In [1]:
pip install pyspark

Note: you may need to restart the kernel to use updated packages.


You should consider upgrading via the 'C:\Users\Toshiba\anaconda3\python.exe -m pip install --upgrade pip' command.


In [None]:
from pyspark.sql import SparkSession
spark = SparkSession.builder.appName('Spark').getOrCreate()

In [None]:
spark

In [None]:
from pyspark.sql.types import StructType, StructField, IntegerType, StringType

liste = [(1, "Joseph", "Forest", 32, 12000),
        (2, "Tommy", "Happy", 38, 13000),
        (3, "Thomas", "Horse", 30, 11000),
        (4, "Strato", "Wise", 37 , 15000)]

# columns = ["ID","Name","Surname","Age","Salary"]

# df = spark.createDataFrame(liste,columns)

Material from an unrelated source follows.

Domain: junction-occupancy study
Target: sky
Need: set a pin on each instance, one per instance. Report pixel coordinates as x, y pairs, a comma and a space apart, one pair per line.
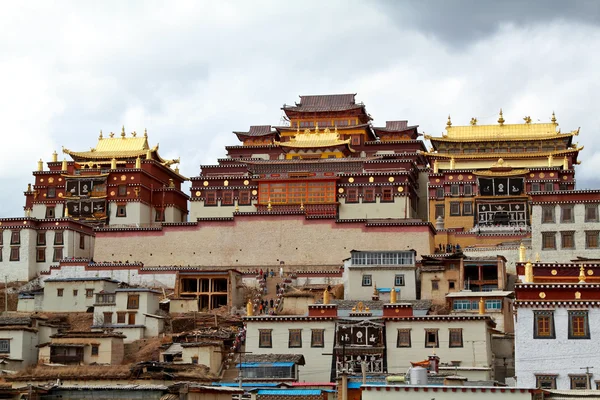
191, 72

list_schema = StructType([StructField("ID", IntegerType(), False),
                          StructField("Name", StringType(), True),
                          StructField("Surname", StringType(), True),
                          StructField("Age", IntegerType(), True),
                          StructField("Salary", IntegerType(), True)
                          ])

sample_df = spark.createDataFrame(data=liste, schema=list_schema)

In [None]:
sample_df.printSchema()

root
 |-- ID: integer (nullable = false)
 |-- Name: string (nullable = true)
 |-- Surname: string (nullable = true)
 |-- Age: integer (nullable = true)
 |-- Salary: integer (nullable = true)



In [None]:
sample_df.show()

+---+------+-------+---+------+
| ID|  Name|Surname|Age|Salary|
+---+------+-------+---+------+
|  1|Joseph| Forest| 32| 12000|
|  2| Tommy|  Happy| 38| 13000|
|  3|Thomas|  Horse| 30| 11000|
|  4|Strato|   Wise| 37| 15000|
+---+------+-------+---+------+



In [None]:
sample_df.head(2)

[Row(ID=1, Name='Joseph', Surname='Forest', Age=32, Salary=12000),
 Row(ID=2, Name='Tommy', Surname='Happy', Age=38, Salary=13000)]

In [None]:
sample_df.columns

['ID', 'Name', 'Surname', 'Age', 'Salary']

In [None]:
sample_df.describe().show()

+-------+------------------+------+-------+------------------+-----------------+
|summary|                ID|  Name|Surname|               Age|           Salary|
+-------+------------------+------+-------+------------------+-----------------+
|  count|                 4|     4|      4|                 4|                4|
|   mean|               2.5|  null|   null|             34.25|          12750.0|
| stddev|1.2909944487358056|  null|   null|3.8622100754188224|1707.825127659933|
|    min|                 1|Joseph| Forest|                30|            11000|
|    max|                 4| Tommy|   Wise|                38|            15000|
+-------+------------------+------+-------+------------------+-----------------+



In [None]:
sample_df.select(["Name","Salary"]).show()

+------+------+
|  Name|Salary|
+------+------+
|Joseph| 12000|
| Tommy| 13000|
|Thomas| 11000|
|Strato| 15000|
+------+------+



In [None]:
sample_df.head(2)[0].asDict()#["Last Name"]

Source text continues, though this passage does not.